You've just finished a prolific day of shooting pictures with your digital camera, and as a first step to sorting through and cleaning up all those images, you'd like to convert them to Photoshop Elements' native Photoshop format and then change their resolution to 150 dpi. You could, of course, download them from your camera, open each one individually, and apply the desired formatting and resizing changes. But Photoshop Elements' Batch Processing command saves you all that tedious, repetitive work by doing it for you. Just enter a few parameters in the Batch dialog box and sit back. Within seconds, your images are converted and saved to a location of your choice.
To batch process multiple files
From the File menu, choose Process Multiple Files to open the Process Multiple Files dialog box.
From the Process Files From drop-down menu (Figure 11.14), do one of the following:
- To select images within a folder on your hard drive, choose Folder, click the Browse button, and then locate and select the folder containing the images you want to convert (Figure 11.15). If there are folders within the folder you select that also contain files you want to convert, click the Include All Subfolders check box in the Process Multiple Files dialog box.
Figure 11.15. Select a folder containing all of the images you want to save at one time.
- To select images stored in a digital camera, scanner, or PDF, choose Import; then select the appropriate source from the From drop-down menu (Figure 11.16).
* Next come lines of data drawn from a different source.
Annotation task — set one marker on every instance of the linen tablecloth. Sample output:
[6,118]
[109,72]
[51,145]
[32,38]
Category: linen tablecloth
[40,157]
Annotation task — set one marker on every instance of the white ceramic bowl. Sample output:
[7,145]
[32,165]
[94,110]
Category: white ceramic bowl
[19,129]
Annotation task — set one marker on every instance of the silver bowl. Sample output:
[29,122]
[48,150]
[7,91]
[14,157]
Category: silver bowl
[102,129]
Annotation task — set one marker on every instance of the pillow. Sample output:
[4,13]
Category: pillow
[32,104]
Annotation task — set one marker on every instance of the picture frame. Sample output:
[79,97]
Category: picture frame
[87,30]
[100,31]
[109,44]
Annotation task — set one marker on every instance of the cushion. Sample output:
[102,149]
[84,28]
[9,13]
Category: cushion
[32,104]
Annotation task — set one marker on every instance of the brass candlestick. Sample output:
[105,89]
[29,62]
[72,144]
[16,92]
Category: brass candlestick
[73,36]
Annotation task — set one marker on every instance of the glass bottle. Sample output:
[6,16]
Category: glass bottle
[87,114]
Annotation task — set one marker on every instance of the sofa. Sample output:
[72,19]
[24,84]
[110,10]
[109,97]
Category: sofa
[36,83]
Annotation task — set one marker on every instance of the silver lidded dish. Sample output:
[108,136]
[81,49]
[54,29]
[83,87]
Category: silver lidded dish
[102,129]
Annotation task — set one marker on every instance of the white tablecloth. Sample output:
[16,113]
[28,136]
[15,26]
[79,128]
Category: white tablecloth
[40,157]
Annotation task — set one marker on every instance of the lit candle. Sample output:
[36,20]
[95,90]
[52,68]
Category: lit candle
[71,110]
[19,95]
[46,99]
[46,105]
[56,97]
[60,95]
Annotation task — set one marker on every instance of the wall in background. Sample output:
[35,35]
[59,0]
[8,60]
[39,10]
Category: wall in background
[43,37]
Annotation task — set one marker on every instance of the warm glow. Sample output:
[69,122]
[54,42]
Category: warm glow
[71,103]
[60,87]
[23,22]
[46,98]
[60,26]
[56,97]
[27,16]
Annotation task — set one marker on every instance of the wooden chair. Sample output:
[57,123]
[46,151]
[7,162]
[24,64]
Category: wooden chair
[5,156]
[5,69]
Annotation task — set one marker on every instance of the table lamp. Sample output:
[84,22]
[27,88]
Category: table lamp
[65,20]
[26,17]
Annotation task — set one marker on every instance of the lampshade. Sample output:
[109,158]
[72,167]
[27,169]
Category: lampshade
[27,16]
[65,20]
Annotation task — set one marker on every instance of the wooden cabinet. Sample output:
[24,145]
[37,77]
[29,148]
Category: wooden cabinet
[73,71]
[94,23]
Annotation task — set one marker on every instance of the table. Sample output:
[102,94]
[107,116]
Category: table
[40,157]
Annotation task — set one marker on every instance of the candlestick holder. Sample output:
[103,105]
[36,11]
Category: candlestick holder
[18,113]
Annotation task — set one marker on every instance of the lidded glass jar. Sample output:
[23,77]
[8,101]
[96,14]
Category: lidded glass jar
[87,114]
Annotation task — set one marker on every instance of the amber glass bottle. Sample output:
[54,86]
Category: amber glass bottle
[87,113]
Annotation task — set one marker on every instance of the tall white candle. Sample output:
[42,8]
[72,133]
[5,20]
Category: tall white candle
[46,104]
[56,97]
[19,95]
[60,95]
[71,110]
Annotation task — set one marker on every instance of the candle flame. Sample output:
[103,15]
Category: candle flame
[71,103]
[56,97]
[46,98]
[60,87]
The choices in the From pop-up menu will vary depending on the hardware connected to your computer.
Figure 11.16. Batch processing can save you the effort of renaming and formatting images one by one. Import them from your digital camera or scanner, and then apply the changes.
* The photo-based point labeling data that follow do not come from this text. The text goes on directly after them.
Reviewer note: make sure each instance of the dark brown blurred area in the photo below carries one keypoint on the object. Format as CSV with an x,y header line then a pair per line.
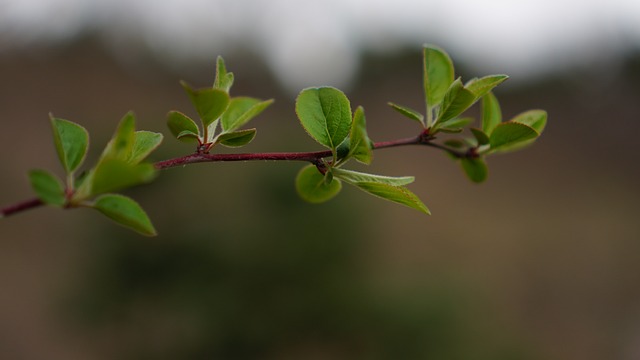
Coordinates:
x,y
540,262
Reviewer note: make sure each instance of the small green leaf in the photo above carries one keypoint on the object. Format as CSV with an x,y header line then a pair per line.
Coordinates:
x,y
236,138
211,131
397,194
482,86
355,177
438,74
71,141
456,100
182,127
408,112
114,174
475,169
325,113
121,144
455,125
126,212
240,111
537,119
359,142
314,187
143,144
48,187
509,134
210,103
481,136
224,79
491,114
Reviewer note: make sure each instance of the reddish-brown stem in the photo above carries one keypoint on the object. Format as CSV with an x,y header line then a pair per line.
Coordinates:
x,y
20,207
312,157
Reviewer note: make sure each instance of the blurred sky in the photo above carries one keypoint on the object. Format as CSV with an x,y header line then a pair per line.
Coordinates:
x,y
521,38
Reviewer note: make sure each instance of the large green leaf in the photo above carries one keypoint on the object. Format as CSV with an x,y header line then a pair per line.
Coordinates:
x,y
48,187
456,100
126,212
537,119
397,194
210,103
325,113
114,174
237,138
224,79
482,86
355,177
359,142
143,145
121,144
71,141
491,114
240,111
314,187
509,134
182,127
475,169
408,112
437,75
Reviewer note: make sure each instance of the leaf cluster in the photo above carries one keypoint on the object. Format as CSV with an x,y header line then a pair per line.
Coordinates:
x,y
326,115
120,166
447,99
221,116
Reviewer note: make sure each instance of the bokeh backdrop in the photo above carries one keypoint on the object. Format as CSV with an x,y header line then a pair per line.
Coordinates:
x,y
540,262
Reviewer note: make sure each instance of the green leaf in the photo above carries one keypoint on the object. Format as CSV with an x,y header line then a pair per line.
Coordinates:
x,y
456,100
114,174
182,127
143,144
325,113
408,112
475,169
210,103
438,74
314,187
48,187
126,212
71,141
481,136
224,79
397,194
359,142
236,138
121,144
509,134
355,177
453,125
537,119
491,114
241,110
482,86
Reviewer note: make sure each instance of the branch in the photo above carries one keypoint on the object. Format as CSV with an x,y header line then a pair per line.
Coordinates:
x,y
313,157
20,207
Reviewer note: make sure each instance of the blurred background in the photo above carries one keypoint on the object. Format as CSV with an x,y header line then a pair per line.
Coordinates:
x,y
540,262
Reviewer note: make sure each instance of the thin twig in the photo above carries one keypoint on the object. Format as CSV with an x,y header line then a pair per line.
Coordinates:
x,y
314,157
- To select files that are currently open within Photoshop Elements, choose Opened Files.
Figure 11.14. You can save groups of files from a number of different sources.
Click the Destination Browse button; then locate and select a folder to save your converted files to.
In the Browse for Folder dialog box that appears, you're also offered the option of creating a new folder for your converted files.
If you want to add a file naming structure to your collection of converted images, select the Rename Files check box; then select naming options from the two drop-down menus (Figure 11.17).
Figure 11.17. You can choose from a number of file naming options to arrange your images in consecutive order.
Refer to the Example text (located below the Rename Files check box) to see how the renaming changes will affect your filenames.
Select the Compatibility check boxes for whichever platforms you want your filenames to be compatible with.
A good approach is to select all three of these, just to be on the safe side. Notice that the Windows platform is preselected for you and dimmed.
If you want to change either the physical dimensions of your image or its resolution, click the Resize Images check box, then do one or both of the following:
The resolution setting in this dialog box is in dots per inch (print resolution) rather than pixels per inch (screen resolution), so changing just the resolution here will do nothing to alter your image, or change its file size. It changes only the dimensions of the final printed image, but has no effect on the size it displays onscreen. (For more information on image resizing, see "Changing Image Size and Resolution" in Chapter 2, "Creating and Managing Images.")
- To convert all of your images to a specific size, first select a unit of measure from the Units drop-down menu, then enter the width or height in the appropriate text box, making sure that the Constrain Proportions check box is selected (Figure 11.18).
Figure 11.18. You can resize entire groups of images to the same width or height dimensions.
- From the Resolution drop-down menu, choose a resolution in dots per inch (dpi) to change the resolution of all your images (Figure 11.19).
Figure 11.19. Choose a resolution to apply to all of the files in your selected group.
From the Convert Files To drop-down menu, choose the desired format type (Figure 11.20).
Figure 11.20. Choose a formatting option to apply to all the files in your selected group.
Click OK to close the dialog box and start the batch process.
The selected files are opened, converted in turn, and then saved to the folder you've chosen.
If you've chosen one of the import options, an additional series of dialog boxes will appear, guiding you through the selection of images you want to import.
For example, if you've chosen PDF, you'll first be asked to select a PDF file from which to import the images, then you'll be presented with a dialog box to choose the images you want to import (Figure 11.21). Once you've made your image selections, the files are opened, converted, and saved to the destination folder you assigned in step 3.
Figure 11.21. When you import a batch of images from a PDF file, you first select the PDF and then select the files you want to import.
The import options within the Batch dialog box are also accessible by choosing Import from the File menu. But the Import command offers no options for image sizing, resolution, or file naming (not to mention the ability to save to specified destination folders). So even if you're importing just one image at a time (as would normally be the case when importing from a scanner, for instance) you may find that the Batch dialog box still holds a decided advantage over the File menu's Import command.
Using a little simple math can help you to convert pixel dimensions to inches. Just multiply the resolution you've selected by the number of inches (of either height or width) that you want your final image to be. For example, if you've selected a resolution of 72 dpi, and you want the width of your images to be 4 inches; simply multiply 72 by 4, then enter the total (288) in the width text box.
You can enter width and height values for your images without constraining to the proportions of the original images, although this approach isn't recommended. Unless you know the exact dimensions of your original images (and unless they all share the same dimensions or proportions), you run the probable risk of distorting your converted images.